JACKSONVILLE, Fla. – Thursday's announcement that the state will seek the death penalty for Russell Tillis, the man accused of killing Joni Gunter and burying her dismembered remains in his booby-trapped yard, was a first since Melissa Nelson took over as 4th District state attorney.
The decision was made by Nelson after the case was before the newly formed Grand Jury Indictment Review Panel. It will look over potential death penalty cases and lay out the facts to make sure all sides are represented before Nelson makes the decision.
The facts in the Tillis case were enough for Nelson to decide to pursue the death penalty.
The panel has nine members: five permanent and four rotating members of Nelson's staff. They take several factors of the case into consideration:
- The history of the suspect
- Statements from witnesses, both law enforcement and others
- Any confessions
- Other factors involved, such as drugs or alcohol use
- Recommendations from law enforcement officials
- The victim's family
"You might recall that this is a promise I made during campaigning," Nelson said. "The decision whether or not to seek the death penalty is the most important decisions by this office. Putting in place policies on how the office seeks the death penalty ... is incredibly important."
Darlene Farah spent years trying to convince previous State Attorney Angela Corey not to pursue the death penalty against the man who killed her daughter, Shelby. Three months ago, under Nelson's leadership, James Rhodes was sentenced to life in prison.

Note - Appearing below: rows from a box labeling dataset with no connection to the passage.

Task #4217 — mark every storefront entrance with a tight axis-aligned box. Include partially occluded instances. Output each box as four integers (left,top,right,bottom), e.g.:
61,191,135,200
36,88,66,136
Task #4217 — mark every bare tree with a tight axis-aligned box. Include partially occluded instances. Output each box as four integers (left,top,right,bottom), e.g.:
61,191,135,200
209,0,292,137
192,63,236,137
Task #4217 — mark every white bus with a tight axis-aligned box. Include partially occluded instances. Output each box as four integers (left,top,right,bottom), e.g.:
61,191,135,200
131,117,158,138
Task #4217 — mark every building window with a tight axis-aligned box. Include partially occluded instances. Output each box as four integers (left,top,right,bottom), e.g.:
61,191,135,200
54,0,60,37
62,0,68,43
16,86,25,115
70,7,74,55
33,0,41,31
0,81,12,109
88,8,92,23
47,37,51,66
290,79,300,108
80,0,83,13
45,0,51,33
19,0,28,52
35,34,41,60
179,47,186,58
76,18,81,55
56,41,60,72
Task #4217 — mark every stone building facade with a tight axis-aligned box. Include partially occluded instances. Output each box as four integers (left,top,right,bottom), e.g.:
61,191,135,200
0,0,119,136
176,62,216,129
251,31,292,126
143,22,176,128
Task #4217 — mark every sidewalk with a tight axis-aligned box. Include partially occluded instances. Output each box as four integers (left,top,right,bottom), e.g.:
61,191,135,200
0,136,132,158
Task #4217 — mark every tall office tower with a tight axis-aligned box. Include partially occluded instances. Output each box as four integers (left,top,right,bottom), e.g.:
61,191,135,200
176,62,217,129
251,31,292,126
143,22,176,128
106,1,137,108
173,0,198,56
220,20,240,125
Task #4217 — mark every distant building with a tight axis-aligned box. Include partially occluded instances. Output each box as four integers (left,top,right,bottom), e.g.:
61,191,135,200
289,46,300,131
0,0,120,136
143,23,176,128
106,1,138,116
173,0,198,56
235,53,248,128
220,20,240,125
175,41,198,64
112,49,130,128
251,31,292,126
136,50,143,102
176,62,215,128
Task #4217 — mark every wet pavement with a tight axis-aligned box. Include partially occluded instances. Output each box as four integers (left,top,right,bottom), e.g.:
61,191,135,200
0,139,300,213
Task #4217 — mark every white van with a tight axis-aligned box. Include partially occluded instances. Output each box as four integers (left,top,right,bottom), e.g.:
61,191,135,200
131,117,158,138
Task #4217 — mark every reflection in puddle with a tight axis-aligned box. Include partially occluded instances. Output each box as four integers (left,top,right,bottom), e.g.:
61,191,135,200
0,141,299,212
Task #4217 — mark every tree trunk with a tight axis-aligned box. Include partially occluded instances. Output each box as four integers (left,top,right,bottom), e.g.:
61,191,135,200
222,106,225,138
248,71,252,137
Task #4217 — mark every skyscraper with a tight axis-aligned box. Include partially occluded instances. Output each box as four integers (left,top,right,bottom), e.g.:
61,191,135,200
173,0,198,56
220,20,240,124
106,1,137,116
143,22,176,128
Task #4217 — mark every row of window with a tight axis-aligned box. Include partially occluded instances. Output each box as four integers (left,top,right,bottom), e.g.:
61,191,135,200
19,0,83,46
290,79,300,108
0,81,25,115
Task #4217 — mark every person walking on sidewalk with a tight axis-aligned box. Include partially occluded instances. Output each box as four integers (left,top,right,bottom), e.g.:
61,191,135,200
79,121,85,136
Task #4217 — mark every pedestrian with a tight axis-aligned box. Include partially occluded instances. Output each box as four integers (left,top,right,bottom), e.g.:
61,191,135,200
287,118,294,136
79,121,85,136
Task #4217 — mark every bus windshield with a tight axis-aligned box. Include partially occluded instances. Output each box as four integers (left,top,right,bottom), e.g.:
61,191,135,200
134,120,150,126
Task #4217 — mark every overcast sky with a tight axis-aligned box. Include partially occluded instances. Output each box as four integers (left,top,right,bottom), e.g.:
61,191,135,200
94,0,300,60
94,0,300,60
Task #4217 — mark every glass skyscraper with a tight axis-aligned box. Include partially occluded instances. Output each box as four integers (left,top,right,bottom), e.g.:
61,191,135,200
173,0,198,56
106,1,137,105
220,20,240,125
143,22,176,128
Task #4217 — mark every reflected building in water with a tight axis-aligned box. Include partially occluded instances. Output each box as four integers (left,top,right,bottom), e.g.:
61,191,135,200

"To me, the victims’ families should have some say-so," Darlene Farah said. "They should take into consideration what victims' families think, because we have to live with the pain every day."
This panel will also review any death penalty cases that are sent back for review because the sentence was not reached by a unanimous jury decision.
Several defense attorneys told News4Jax they agree with Nelson's approach, saying this panel is a step in the right direction and should be applauded.